In this thesis we develop techniques to efficiently solve numerical Partial Differential Equations (PDEs) using Graphical Processing Units (GPUs). Focus is put on both performance and re--usability of the methods developed, to this end a library, cuSten, for applying finite--difference stencils to numerical grids is presented herein. On top of this various batched tridiagonal and pentadiagonal matrix solvers are discussed. These have been benchmarked against the current state of the art and shown to improve performance in the solution of numerical PDEs. A variety of other benchmarks and use cases for the GPU methodologies are presented using the Cahn--Hilliard equation as a core example, but it is emphasised the methods are completely general. Finally through the application of the GPU methodologies to the Cahn--Hilliard equation new results are presented on the growth rates of the coarsened domains. In particular a statistical model is built up using batches of simulations run on GPUs from which the growth rates are extracted, it is shown that in a finite domain that the traditionally presented results of 1/3 scaling is in fact a distribution around this value. This result is discussed in conjunction with modelling via a stochastic PDE and sheds new light on the behaviour of the Cahn--Hilliard equation in finite domains.

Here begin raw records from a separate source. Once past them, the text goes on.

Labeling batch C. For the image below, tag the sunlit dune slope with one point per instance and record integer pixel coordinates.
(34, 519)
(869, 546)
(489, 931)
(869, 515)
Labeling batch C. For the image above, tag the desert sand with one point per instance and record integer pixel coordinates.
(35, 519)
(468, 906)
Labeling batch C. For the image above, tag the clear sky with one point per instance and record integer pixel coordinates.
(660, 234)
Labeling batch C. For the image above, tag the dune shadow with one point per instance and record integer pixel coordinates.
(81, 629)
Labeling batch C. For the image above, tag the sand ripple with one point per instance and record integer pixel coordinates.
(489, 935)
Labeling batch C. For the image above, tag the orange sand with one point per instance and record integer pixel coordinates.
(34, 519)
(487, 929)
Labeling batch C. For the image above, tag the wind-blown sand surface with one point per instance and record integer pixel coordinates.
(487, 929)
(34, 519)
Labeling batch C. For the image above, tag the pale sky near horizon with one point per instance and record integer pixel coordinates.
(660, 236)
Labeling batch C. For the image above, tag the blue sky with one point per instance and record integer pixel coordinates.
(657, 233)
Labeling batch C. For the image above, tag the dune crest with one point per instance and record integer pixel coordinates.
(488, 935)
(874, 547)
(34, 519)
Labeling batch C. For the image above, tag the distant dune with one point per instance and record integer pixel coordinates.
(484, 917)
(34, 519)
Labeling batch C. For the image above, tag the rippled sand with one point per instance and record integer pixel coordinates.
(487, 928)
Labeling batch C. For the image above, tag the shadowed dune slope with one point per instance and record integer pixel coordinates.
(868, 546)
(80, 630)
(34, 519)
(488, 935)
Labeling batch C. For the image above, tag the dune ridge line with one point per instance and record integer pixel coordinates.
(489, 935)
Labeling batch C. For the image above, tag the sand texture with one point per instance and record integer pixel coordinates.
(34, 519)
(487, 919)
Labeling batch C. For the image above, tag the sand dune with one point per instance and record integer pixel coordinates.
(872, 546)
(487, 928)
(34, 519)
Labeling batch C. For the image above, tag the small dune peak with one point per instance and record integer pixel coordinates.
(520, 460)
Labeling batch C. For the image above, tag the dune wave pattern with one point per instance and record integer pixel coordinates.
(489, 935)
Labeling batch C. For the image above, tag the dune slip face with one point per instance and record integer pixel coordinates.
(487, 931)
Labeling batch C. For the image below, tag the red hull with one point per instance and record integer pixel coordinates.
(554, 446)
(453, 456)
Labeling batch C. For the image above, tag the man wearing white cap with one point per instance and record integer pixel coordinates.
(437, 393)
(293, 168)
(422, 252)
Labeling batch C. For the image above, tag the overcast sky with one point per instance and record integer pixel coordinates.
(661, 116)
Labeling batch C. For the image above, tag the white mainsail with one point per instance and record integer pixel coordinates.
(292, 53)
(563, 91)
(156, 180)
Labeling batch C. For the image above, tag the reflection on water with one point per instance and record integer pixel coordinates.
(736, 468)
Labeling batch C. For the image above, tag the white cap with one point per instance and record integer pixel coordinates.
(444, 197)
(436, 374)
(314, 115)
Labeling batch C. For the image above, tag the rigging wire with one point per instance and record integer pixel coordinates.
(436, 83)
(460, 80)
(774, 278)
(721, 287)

翻译：在此论文中,我们开发了使用图形处理器(GPUs)有效解决数字部分等分法(PDEs)的技术。焦点放在所开发方法的性能和可重新使用性上,为此,这里展示了对数字网格应用有限差异线的库库( custen) 。除了这些分批的三对角和五对角矩阵解答器之外,还讨论了这些技术。这些技术是参照目前工艺状态的基准,并显示可以改进数字PDE的解决方案的性能。使用卡赫- 希利亚方程式作为核心示例,展示了各种其他通用方法的性能和使用案例。最后,通过对卡赫- 希利亚方程式应用 GPU 方法,展示了粗略域的增长率方面的新结果。 特别是利用在GPUS中提取增长率的几批模拟来建立统计模型。 在有限的域中,展示了以卡赫- 赫- 平方程式的正方程式中传统结果,通过1/3 平方程式的平方程式的平面分布在新的平方块中,这是以新的平方形的平方块的平方。